Sunday, not particularly renewed after another stuffy night [see yellow bushes, Chamisa aka Rabbitbrush, above], we topped off the water, walked our mile of Dry Creek, fired up [though, owing to an empty tank, could not run] Trigger, positioned the Tacoma for gradual loading and

made yet another unsuccessful attempt at Accustoming Dogs to Leashes….last days a-comin’.

That afternoon nonetheless all had a lovely little walk in rain and sunshine

before evening’s clearing allowed for tamales on the porch at sunset…

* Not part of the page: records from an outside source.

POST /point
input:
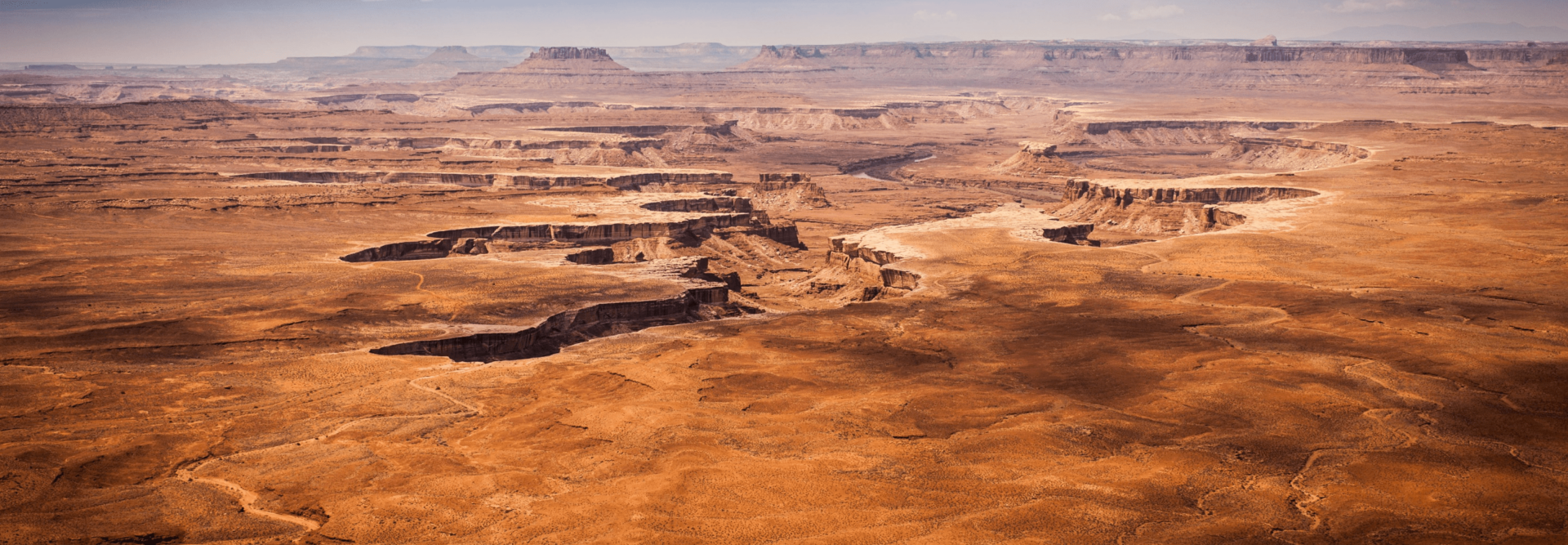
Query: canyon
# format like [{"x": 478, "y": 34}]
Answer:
[{"x": 982, "y": 293}]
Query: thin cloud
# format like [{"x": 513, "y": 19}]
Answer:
[
  {"x": 1372, "y": 5},
  {"x": 924, "y": 15},
  {"x": 1156, "y": 13}
]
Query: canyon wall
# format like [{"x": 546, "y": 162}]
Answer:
[
  {"x": 576, "y": 325},
  {"x": 513, "y": 181},
  {"x": 1290, "y": 153},
  {"x": 1162, "y": 211}
]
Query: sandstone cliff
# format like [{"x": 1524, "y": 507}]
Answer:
[
  {"x": 569, "y": 60},
  {"x": 1162, "y": 211},
  {"x": 1036, "y": 159}
]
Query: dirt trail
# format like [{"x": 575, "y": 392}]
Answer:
[
  {"x": 421, "y": 286},
  {"x": 248, "y": 498}
]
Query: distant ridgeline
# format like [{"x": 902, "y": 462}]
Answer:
[{"x": 1029, "y": 65}]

Monday, a day cooler than most preceding if not presaging Fall at Last brought laundry,

the mile up the creek, the beginnings of the aforementioned Gradual Loading

and after wrapping up some six paintings finally tentatively deemed Finished and

a penultimate look around Suburbia it was into the woods.  The really serious packing and

loading came Tuesday, along with with a last four-dog romp up the creek after a detour

to Dean’s to give him seven eggs, a potato and farewell.

Then onwards

unto the exhausting finalization of the load [thanks to L.’s encouragement managed to fit the six + four paintings of various dimensions in along with all the rest] and leave

Various Explorations behind with time

for a last late wandering walk before the day wound down

wound down

into endlessly final details, dinner on the porch

and night, right?

Still all unknown is how a trip across the west with two dogs utterly terrified of leashes [and not too happy about riding in cars, either] will pan out…

 

*In 1979 I traveled to Berkeley to see Mr. Frank present the film but, similar in some ways to this viewing, my companions [who provided transportation] were insufficiently interested to arrive in time to hear him speak and by then the only seats were in the front row stage right so it wasn’t a very satisfying experience.  It turns out most of CSB is by now available on YouTube anyway with better sound quality than we experienced Thursday here…the editing’s really the most striking thing about it; brilliant.